Publishing All Research Objects
Since we not only publish data, but also research, code, workflows and virtual machines and Containers, it’s only fitting that we highlight exemplar articles that showcase the variety of research objects that we publish. With regards to virtual containers, such as Docker, our Galaxy series has seen the addition of two new papers utilizing this technology. Last August we published a Technical Note where the sequence comparison tool suite BLAST+ was wrapped for easier use with the Galaxy workflow system, and was also made available in MyExperiment and as a Docker Image. Another paper published early this month describes how data from the OpenLifeData2SADI project is merged with other SADI services using Galaxy and Docker, further enhancing reproducibility and sharing of complex data retrieval and analysis workflows. Docker seems to be a technology of its time, and the bioboxes community published a call-to-arms with us trying to define standards for interoperability in container publishing. Further demonstrating it utility, we also published a Data Note that perfectly demonstrated the potential of Docker to tackle problems of un-reproducible research, with all the open data and code published in a containerized form the reviewers managed to exactly recreate the details presented in the paper. This research also allowed the authors to tackle climate change through the characterization of complex communities of micro-organisms in a biogas plant that generates heat and power from maize silage and pig manure. You can read more about this state-of-the art method of publishing research in our blog.

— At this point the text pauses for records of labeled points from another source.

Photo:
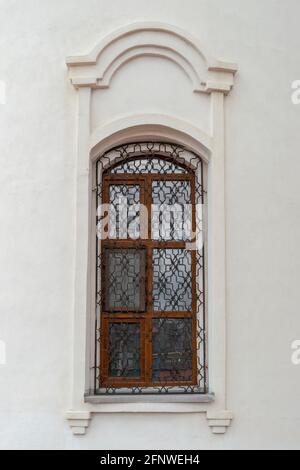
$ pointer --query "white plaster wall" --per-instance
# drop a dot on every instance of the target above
(37, 210)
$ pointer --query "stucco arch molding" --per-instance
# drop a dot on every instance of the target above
(96, 69)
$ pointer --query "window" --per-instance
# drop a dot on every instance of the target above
(150, 319)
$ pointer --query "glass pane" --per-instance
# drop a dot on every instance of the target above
(172, 350)
(149, 165)
(125, 280)
(124, 350)
(172, 280)
(124, 211)
(171, 210)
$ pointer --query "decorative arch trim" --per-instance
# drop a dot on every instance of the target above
(97, 68)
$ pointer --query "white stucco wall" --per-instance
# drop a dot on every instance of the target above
(37, 214)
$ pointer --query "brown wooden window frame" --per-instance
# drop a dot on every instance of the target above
(146, 315)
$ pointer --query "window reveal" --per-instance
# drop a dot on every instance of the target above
(150, 290)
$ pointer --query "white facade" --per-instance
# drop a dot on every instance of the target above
(51, 132)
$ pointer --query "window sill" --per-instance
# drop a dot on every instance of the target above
(167, 398)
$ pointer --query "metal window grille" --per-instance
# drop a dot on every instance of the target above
(150, 284)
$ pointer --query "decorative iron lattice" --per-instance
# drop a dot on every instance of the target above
(150, 283)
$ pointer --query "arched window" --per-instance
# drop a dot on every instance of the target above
(150, 282)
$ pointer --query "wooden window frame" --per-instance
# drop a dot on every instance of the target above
(146, 318)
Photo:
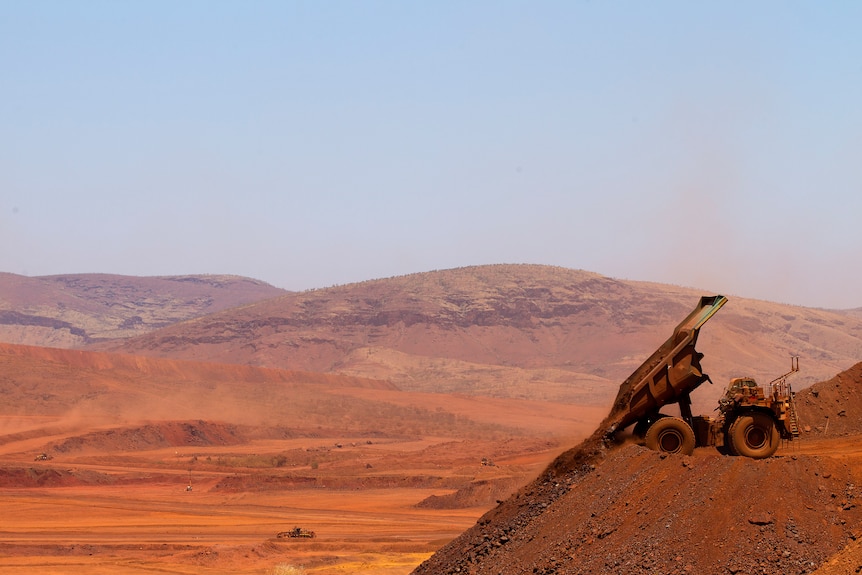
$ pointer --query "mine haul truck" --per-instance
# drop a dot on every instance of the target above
(751, 421)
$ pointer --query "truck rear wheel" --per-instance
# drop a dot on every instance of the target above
(754, 435)
(670, 435)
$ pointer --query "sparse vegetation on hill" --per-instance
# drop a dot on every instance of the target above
(524, 331)
(77, 309)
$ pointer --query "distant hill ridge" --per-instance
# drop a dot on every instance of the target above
(522, 330)
(77, 309)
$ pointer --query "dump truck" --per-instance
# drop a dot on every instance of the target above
(296, 533)
(752, 420)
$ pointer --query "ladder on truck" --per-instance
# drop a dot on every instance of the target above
(781, 388)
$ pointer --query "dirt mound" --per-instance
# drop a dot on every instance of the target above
(152, 436)
(603, 508)
(834, 407)
(643, 512)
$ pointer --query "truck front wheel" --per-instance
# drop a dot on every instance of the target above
(754, 435)
(671, 435)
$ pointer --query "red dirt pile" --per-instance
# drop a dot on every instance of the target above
(831, 408)
(602, 509)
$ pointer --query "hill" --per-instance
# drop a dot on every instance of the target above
(526, 331)
(73, 310)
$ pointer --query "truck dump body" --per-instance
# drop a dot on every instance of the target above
(669, 374)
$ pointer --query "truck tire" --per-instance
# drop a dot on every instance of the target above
(754, 435)
(670, 435)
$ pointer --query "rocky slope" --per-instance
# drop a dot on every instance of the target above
(624, 509)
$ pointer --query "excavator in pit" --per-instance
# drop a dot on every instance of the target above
(752, 420)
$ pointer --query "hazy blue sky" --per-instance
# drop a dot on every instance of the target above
(715, 145)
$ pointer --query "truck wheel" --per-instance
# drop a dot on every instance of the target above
(754, 435)
(671, 435)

2014 was the year we gave you 3D images of earthworms and MRI data of blood perfusion through the myocardium presented in a virtual machine; this year, we have published beautiful brooding brittle star images, in coordination with supporting research published in the African Journal of Marine Science. We also published a Q&A blog with lead author, Jannes Landschoff. In addition, we published a data note showcasing benchmark 3D-MALDI imaging datasets and algorithms collected from five samples using two types of 3D imaging MS – a method challenged by the lack of publicly available benchmark datasets and tools.
More Big Data
Thrown into the mix is another extremely large dataset representing 12Tb of genome sequence data and assemblies from the Canadian Cattle Genome Project. This is the second largest dataset we have published after the 13Tb of genome sequence data from the 3,000 Rice Genome project released last year on World Hunger Day.
From a different field, we published a Database (LAGOS) aimed at connecting lake temporal and satellite data, as part of our “Big Data in Ecology” series. Created by Pat Sorrano and coauthors, LAGOS is a multi-scaled geospatial temporal ecology database bringing together the many different, scattered and disparate data on ecosystems – its open-science perspective helping address the challenges of reproducibility. Pat gives us more insight into the challenges of large-scale data integration in her Q&A blog here. With just a few of our highlights from 2015, our Team can only expect more exciting things to come in 2016, so watch this space!